Великий магистр велел слуге найти великого комтура, великого маршала и казначея и сказать, что брат Ульрик просит братьев к себе.

Глупейшие потуги Ягайлы и Витовта, думал фон Юнгинген, лишний раз доказывают притупленность их языческих умов. Старым волкам отказало чутье – верная примета близкого издыхания. Тем более следует его ускорить.

Карающий меч, который вложен господом в десницу ордена, не может достать злобных глупцов, когда они прячутся в своих конюшнях на Вавеле или в Троках. Если бог выталкивает их из нор для пустой поездки, то долг ордена удовлетворить давнюю жажду небес. Эти осквернители веры, надевшие кресты поверх вонючих языческих кожухов, должны умереть. Они не страшат орден, они противны ордену. Орден рыцарей черного креста никого не боится, силу его умножают реликвии апостольской церкви: оправленное в золото настольное распятие из дерева креста, на котором принял муки Спаситель; и заключенная в драгоценную раку частица мощей святого Либория; и кусочки одежд богоматери, в которых она рыдала над телом замученного своего сына; и веточки Моисеевой неопалимой купины; и молочный зуб Марии Магдалины, взятой на небеса к подножию божьего престола; и частица мощей святой Екатерины, которую преподнес ордену император Карл IV.

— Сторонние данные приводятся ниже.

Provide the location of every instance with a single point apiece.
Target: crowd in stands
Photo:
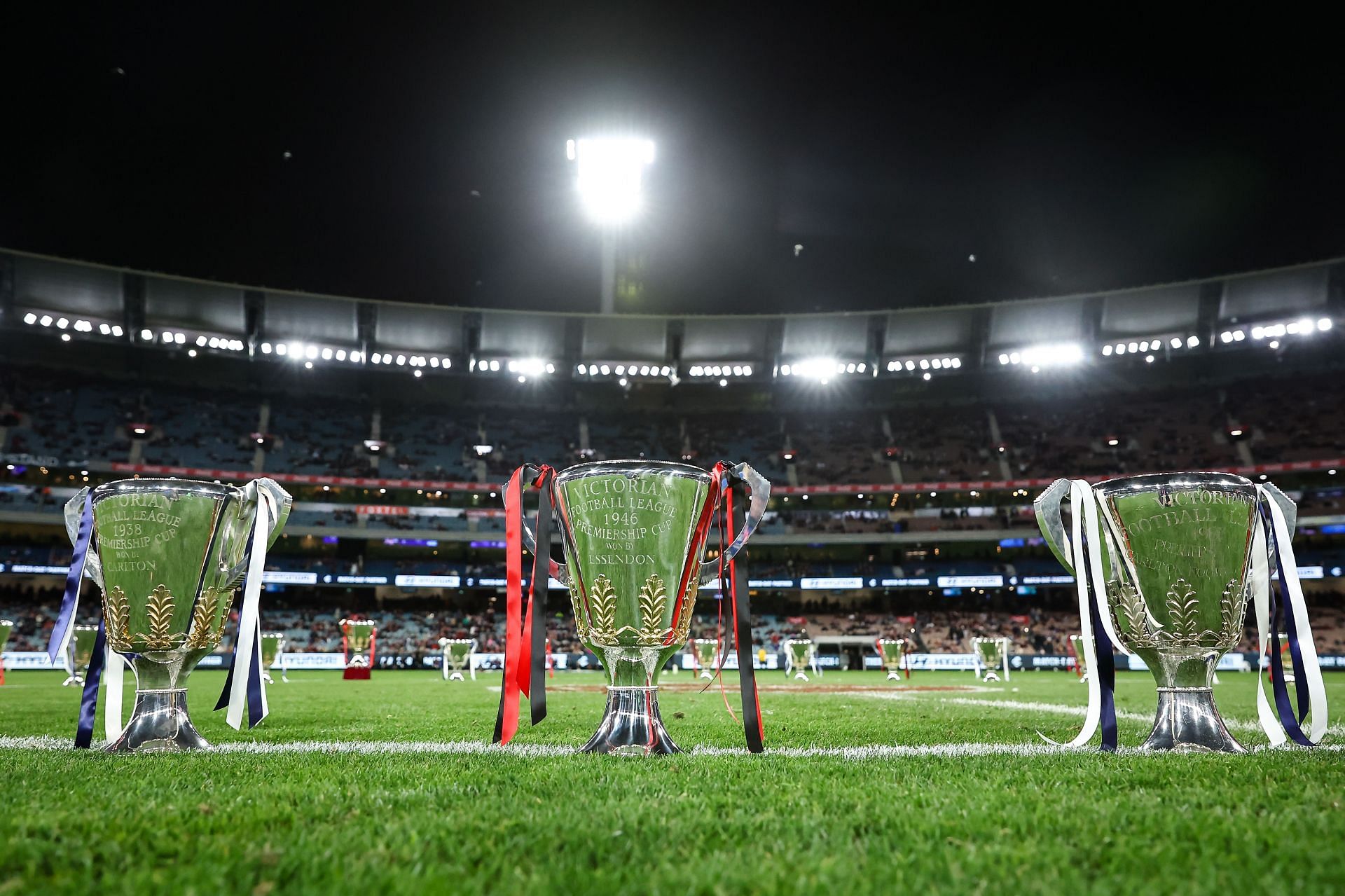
(49, 413)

Не страх требует убить Ягайлу и Витовта, вовсе не страх, лишь завещанная Спасителем забота о христианской крови, бережное отношение к каждой христианской душе. Ибо много лелеемых ангелами жизней будет спасено, если не дойдет до большой битвы, если обе волчьи стаи лишатся своих вожаков. Бог, предоставляя ордену столь благоприятный случай, не простит промедления, жалости, смиренного ожидания. Когда обе стаи жили раздельно, орден мог не слушать их злобный лай, прикармливая -или наказывая каждую в отдельности по своему усмотрению или натравливая одну на другую, чтобы обе затем подолгу зализывали кровоточащие раны. Но если на бедного путника налетают два бешеных пса, ему тяжело. Орден уже понес горькие потери, отказавшись ради этой войны с язычниками от морского могущества, от дорогостоящих побед над Ганзейским союзом. Выгоды внезапной гибели в Кежмарке двух главных врагов ордена, гибели, без сомнения, приятной небу, столь очевидны, что в случае удачи будет необходимо возвести новый храм во славу святых патронов немецкого рыцарства.